Let me start with the easiest question first: You need not worry about the Liebeskind studies. Directly irradiating cells growing in culture medium with who-knows-what dose of ultrasound in no way relates to a modern-day scan of a full-term baby several layers deep within your body.
As to whether breastfeeding your toddler could affect the onset of labor, I apologize, but this isn't something I know about. I just went to the La Leche League site to see if they have a section where they answer breastfeeding questions, and it turns out they do. You might try there. The URL is
www.lalecheleague.org/helpform.html.
Finally, you are the only one who can decide what is best to do. There isn't a black-and-white issue. There are potential risks with continuing to have tests to evaluate the baby's well-being and waiting it out and with inducing labor.

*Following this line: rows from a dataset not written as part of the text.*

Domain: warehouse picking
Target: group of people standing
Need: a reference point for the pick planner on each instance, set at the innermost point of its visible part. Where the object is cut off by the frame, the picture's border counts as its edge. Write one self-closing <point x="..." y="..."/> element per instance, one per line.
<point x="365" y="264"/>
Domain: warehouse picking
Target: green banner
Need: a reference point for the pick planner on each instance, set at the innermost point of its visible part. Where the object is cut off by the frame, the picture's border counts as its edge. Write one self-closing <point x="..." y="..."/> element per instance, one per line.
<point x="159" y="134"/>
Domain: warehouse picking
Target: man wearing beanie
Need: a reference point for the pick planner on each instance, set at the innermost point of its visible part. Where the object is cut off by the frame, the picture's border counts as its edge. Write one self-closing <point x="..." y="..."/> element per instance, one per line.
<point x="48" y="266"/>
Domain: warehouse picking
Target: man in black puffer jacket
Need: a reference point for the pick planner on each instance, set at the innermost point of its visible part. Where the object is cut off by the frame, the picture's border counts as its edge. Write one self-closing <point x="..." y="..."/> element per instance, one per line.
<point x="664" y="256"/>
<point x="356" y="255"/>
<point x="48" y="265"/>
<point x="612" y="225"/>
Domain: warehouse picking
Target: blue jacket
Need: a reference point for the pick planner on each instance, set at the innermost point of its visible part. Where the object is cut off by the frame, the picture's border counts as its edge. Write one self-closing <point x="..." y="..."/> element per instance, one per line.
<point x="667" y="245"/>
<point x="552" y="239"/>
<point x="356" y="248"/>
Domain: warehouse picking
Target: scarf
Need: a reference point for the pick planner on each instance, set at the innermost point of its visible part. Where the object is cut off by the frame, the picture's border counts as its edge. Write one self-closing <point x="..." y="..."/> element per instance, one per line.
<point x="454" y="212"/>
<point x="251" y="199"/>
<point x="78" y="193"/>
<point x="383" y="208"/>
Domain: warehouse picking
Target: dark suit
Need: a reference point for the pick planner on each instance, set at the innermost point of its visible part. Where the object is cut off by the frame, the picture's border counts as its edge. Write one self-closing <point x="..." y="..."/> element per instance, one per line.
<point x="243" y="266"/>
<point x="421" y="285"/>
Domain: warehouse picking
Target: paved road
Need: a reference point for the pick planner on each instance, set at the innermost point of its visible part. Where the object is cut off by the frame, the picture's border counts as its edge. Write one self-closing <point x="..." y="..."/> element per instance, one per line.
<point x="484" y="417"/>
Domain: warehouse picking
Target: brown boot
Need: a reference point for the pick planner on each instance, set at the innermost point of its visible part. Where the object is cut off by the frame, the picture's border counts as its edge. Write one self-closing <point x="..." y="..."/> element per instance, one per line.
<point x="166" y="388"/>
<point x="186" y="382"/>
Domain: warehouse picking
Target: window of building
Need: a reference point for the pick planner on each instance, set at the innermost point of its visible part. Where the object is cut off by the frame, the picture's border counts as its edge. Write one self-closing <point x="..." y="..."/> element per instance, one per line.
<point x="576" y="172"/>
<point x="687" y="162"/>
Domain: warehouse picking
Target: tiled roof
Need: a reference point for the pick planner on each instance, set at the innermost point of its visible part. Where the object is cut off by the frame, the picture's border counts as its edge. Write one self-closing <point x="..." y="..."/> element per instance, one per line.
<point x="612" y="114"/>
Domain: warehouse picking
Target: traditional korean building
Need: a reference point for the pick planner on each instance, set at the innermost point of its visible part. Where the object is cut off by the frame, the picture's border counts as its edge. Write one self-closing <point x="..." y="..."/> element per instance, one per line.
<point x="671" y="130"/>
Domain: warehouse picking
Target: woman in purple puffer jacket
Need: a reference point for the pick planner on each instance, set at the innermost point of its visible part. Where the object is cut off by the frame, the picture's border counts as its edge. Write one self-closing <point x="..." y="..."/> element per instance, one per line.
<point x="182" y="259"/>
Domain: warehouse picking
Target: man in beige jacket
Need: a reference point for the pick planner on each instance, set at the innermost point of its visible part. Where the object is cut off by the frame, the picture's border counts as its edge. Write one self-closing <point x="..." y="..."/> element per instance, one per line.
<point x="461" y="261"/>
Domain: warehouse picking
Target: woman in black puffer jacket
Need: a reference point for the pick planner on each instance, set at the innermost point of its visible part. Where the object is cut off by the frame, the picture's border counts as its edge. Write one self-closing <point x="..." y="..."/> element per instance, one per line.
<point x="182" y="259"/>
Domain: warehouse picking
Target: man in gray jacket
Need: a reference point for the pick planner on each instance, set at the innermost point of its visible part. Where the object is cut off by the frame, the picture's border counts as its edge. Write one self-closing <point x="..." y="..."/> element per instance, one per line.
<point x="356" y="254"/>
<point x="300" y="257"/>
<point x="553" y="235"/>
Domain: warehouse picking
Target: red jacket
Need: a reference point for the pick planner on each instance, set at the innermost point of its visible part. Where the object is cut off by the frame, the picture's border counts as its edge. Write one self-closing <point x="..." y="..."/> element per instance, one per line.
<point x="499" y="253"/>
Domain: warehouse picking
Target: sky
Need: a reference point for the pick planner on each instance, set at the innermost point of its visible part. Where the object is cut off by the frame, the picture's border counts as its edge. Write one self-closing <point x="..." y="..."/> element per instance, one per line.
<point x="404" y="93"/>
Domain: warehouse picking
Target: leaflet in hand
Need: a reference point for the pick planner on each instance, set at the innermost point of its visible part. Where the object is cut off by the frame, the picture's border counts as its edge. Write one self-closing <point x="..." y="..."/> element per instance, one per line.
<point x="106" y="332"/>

I have a couple of suggestions, though. First off, in order to make an informed decision you need to know the potential benefits and harms of inducing labor vs. the potential benefits and harms of awaiting labor, including how likely the harms are to occur. Second, if you are considering induction, I can also tell you some ways to minimize the potential problems. You are fortunate that this is not your first baby. If your cervix is ripe and ready to go, unlike the first-time mother, you don't face increased risk of c-section. (On the other hand, if your cervix is ready for labor, you will probably start labor on your own very shortly.) Still, if you decide on induction, and you don't permit membranes to be ruptured as part of getting started, then you can back out and go home if the induction doesn't "take." Once membranes are ruptured, you are committed to delivery.

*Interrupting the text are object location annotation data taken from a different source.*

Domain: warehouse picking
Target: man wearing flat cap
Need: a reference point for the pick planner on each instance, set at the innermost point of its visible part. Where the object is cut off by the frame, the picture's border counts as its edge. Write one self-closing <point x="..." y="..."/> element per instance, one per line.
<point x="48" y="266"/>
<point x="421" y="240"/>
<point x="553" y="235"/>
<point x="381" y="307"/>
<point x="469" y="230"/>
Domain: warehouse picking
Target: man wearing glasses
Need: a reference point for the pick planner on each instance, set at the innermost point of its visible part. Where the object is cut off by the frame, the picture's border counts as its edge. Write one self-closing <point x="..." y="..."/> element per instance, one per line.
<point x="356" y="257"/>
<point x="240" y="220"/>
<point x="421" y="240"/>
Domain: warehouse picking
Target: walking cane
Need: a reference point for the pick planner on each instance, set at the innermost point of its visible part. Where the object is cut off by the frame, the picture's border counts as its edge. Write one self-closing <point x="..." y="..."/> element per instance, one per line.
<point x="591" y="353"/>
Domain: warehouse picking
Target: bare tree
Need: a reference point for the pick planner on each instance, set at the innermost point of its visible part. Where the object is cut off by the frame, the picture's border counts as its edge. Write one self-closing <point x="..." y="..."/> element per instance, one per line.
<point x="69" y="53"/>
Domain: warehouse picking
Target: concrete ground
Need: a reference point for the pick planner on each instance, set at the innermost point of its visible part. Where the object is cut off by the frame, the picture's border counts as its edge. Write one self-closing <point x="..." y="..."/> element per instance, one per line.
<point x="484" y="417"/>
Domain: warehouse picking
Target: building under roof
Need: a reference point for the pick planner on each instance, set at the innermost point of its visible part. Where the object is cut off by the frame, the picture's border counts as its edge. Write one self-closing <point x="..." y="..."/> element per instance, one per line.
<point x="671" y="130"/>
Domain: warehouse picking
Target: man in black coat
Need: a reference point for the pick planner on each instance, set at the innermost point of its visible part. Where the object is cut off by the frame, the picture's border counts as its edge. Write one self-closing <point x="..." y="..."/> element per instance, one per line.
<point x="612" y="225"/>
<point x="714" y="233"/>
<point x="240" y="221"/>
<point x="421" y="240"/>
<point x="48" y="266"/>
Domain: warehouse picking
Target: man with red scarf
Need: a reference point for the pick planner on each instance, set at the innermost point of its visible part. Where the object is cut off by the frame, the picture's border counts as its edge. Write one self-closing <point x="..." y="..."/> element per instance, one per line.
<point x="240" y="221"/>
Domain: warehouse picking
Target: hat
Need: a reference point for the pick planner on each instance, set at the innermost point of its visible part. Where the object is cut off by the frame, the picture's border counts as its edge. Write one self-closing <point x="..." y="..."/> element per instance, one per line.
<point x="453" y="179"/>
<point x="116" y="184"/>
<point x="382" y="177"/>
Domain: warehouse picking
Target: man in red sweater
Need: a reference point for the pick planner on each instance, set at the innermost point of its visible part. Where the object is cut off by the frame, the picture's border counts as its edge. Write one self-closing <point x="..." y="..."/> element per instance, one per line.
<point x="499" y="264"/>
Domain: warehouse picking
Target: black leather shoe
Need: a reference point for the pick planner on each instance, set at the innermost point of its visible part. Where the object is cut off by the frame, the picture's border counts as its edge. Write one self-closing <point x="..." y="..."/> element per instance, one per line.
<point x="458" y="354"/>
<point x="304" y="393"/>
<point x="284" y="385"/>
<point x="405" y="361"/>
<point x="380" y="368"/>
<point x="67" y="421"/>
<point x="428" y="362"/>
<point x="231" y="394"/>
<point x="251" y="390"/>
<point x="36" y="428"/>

Also, once you have a good contraction pattern and are starting to dilate, they can turn off the oxytocin drip (they leave a plain IV running) and see if the contractions continue on their own. Often they will, which can make for a more comfortable labor. Oxytocin is pretty short acting, so you will know fairly quickly if contractions die away. If they do, they can just restart the oxytocin drip.
I recommend arranging for these options ahead of time. You don't want to be trying to convince people to do something that may not be their usual procedure on the spot.
Finally, I don't know if inducing labor with misoprostol (Cytotec) is an issue in the U.K. It certainly is here. Cytotec is a small tablet actually approved only for treating ulcers, but in the U.S. it is used to induce labor by cutting it in quarters and inserting a bit of it usually vaginally but sometimes by giving it orally. Here is what our Federal Drug Administration says about it:
FDA ALERT: – Risks of Use in Labor and Delivery
This Patient Information Sheet is for pregnant women who may receive misoprostol to soften their cervix or induce contractions to begin labor. Misoprostol is sometimes used to decrease blood loss after delivery of a baby. These uses are not approved by the FDA. No company has sent the FDA scientific proof that misoprostol is safe and effective for these uses.
There can be rare but serious side effects, including a torn uterus (womb), when misoprostol is used for labor and delivery. A torn uterus may result in severe bleeding, having the uterus removed (hysterectomy), and death of the mother or baby. These side effects are more likely in women who have had previous uterine surgery, a previous Cesarean delivery (C-section), or several previous births.
Cytotec is no more effective than an FDA approved alternative, prostaglandin E2 to ripen the cervix in combination with oxytocin. It's only advantages are that it is dirt cheap--pennies per dose--and it tends to work more quickly.
I hope that by the time you read this, the issue is moot, and you have had an easy birth and are enjoying your new baby.